In A family has two children. One child is a girl. What is the probability that the other child is a boy?, the question was
A family has two children. One child is a girl. What is the probability that the other child is a boy?
it was shown that the probability of the other child being a boy given that you know one child is a girl is $2/3$.
In another variant of this problem, the question was
I tell you that I have two children and that one of them is a girl (I say nothing about the other). You knock on my front door and you are greeted by a girl who you correctly deduce to be my daughter. What is the probability that I have two girls? Compare and contrast your answer to the answer to the previous question. Assume that boys and girls are equally likely to be born and that the gender of one child is independent of gender of another.
Apparently, the answer to this question is 0.5, but how is this any different from the previous problem? It seems like the same problem except we're asking what the probability of the second child being a girl is given that the first child is a girl rather than asking about the probability of the second child being a boy given that the first child is a girl. So shouldn't the answer just be $1/3$, the complement of the first question?

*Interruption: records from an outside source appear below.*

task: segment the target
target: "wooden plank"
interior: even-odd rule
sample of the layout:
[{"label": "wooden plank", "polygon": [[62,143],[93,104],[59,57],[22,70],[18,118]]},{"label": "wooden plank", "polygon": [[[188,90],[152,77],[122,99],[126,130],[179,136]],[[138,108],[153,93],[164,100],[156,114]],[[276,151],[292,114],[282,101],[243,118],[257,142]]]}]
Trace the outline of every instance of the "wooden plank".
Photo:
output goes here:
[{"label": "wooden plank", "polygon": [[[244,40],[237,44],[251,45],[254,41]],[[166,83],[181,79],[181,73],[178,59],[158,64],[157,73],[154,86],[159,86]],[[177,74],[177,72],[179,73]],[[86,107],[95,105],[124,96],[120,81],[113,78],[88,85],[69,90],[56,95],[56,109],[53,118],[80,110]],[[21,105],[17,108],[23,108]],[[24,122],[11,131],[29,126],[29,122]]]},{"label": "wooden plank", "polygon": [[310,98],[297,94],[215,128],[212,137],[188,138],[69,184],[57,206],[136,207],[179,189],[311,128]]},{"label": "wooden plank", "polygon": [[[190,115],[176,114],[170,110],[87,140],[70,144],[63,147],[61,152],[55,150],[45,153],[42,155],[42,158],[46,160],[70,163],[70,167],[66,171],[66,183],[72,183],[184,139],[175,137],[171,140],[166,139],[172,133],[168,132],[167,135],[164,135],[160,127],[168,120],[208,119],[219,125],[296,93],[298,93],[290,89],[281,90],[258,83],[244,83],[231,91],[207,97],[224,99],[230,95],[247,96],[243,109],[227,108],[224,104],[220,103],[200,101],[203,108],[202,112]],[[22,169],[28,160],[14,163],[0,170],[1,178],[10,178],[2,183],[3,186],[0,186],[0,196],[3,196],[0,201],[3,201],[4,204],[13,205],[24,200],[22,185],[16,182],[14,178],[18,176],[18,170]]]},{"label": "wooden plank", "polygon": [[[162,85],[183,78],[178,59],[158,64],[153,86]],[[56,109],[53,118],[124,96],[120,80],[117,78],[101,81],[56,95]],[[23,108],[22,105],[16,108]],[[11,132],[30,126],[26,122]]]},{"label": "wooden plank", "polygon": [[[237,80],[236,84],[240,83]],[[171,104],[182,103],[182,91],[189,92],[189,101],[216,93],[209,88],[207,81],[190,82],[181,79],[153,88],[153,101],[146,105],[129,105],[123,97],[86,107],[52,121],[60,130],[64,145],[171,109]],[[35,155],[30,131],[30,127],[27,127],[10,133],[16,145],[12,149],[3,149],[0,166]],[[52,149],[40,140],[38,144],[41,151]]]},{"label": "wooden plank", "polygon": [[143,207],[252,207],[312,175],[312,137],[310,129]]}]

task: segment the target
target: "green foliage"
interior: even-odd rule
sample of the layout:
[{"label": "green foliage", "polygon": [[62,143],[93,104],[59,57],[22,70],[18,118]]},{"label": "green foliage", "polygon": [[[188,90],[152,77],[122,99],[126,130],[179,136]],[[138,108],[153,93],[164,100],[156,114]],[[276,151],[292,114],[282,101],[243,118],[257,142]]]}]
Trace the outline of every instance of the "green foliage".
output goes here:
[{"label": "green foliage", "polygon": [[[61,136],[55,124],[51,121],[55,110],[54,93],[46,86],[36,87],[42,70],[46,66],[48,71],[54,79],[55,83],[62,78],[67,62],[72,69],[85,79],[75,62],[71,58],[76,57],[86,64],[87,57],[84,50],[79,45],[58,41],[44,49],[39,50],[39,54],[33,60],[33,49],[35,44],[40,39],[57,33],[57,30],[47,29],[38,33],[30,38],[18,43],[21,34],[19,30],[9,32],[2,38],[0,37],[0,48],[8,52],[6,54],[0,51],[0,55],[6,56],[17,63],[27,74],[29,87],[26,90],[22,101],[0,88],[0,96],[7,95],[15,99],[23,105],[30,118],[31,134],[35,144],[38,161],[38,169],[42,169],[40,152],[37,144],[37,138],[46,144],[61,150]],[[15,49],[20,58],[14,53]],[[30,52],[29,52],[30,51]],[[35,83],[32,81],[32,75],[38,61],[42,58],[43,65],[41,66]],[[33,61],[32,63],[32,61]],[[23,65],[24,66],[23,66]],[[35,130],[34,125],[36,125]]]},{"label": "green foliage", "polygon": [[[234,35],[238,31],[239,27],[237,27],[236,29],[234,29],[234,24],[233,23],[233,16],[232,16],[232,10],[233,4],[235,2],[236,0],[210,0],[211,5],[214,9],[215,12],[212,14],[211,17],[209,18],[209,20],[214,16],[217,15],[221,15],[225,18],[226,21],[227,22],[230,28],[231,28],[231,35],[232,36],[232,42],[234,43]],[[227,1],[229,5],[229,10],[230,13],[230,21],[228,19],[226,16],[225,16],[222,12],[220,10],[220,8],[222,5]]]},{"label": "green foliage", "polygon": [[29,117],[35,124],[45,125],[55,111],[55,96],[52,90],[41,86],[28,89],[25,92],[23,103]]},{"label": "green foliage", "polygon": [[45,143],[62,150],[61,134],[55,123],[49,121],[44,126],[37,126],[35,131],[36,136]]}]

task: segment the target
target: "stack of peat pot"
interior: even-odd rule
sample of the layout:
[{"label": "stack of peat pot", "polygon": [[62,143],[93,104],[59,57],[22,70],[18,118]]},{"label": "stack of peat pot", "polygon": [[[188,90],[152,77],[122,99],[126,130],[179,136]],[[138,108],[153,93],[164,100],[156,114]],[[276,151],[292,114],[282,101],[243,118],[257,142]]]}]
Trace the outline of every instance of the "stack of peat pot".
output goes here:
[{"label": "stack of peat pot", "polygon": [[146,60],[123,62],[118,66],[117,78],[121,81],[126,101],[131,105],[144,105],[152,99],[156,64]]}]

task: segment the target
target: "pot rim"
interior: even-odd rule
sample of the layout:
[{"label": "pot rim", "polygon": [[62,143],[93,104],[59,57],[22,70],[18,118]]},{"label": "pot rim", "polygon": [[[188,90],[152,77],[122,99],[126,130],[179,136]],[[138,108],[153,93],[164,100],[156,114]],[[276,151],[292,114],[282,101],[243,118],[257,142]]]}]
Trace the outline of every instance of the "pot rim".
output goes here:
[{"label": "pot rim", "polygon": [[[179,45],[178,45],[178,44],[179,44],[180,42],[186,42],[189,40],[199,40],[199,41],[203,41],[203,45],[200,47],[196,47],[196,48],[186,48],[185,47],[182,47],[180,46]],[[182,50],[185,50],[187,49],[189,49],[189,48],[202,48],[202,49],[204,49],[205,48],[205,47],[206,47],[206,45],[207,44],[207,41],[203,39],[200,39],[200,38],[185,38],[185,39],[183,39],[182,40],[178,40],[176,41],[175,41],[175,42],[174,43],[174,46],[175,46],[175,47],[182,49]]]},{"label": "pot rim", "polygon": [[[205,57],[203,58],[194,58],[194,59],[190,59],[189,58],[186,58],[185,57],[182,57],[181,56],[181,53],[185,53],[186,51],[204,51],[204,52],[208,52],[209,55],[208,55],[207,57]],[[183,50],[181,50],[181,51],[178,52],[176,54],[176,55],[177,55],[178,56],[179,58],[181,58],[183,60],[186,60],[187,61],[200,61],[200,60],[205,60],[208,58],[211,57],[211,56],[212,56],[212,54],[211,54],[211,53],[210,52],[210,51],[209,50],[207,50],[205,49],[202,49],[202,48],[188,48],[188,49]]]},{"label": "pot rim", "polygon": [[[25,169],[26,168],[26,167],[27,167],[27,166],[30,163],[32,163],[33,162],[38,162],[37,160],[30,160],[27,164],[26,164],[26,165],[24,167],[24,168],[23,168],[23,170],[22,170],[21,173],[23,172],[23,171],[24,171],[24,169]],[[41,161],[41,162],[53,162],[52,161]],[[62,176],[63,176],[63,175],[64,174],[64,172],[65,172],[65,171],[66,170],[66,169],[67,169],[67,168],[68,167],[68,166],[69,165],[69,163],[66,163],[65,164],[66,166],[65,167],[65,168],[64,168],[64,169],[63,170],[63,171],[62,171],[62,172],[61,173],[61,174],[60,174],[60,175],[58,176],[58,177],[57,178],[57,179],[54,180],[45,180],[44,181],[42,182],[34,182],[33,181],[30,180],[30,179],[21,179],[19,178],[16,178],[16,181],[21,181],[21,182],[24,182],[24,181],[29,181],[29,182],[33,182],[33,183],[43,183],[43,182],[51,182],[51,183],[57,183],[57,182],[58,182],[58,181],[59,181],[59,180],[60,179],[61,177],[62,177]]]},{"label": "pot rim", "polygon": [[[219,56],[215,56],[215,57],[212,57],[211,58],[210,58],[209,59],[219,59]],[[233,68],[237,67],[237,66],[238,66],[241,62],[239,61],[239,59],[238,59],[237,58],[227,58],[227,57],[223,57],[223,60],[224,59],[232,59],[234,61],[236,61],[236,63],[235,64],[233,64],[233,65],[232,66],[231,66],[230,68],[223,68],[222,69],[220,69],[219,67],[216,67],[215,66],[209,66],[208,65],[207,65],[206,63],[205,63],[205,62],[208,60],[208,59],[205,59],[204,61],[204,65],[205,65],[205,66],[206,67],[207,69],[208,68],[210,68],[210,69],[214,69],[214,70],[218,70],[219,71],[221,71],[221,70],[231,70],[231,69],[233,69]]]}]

This is the solution to the second problem that I saw in the book:
I'm skeptical about the part of the solution where it says ". Having pinpointed the gender of Child #1 (we might as well call her that), however, the latter two outcomes are excluded." Getting rid of BG seems to rely on that you see the children in the order that they're listed, so if it's BG, it would have to be a boy that greets you at the door. But nothing in the problem suggests this, so I don't think this solution is accurate.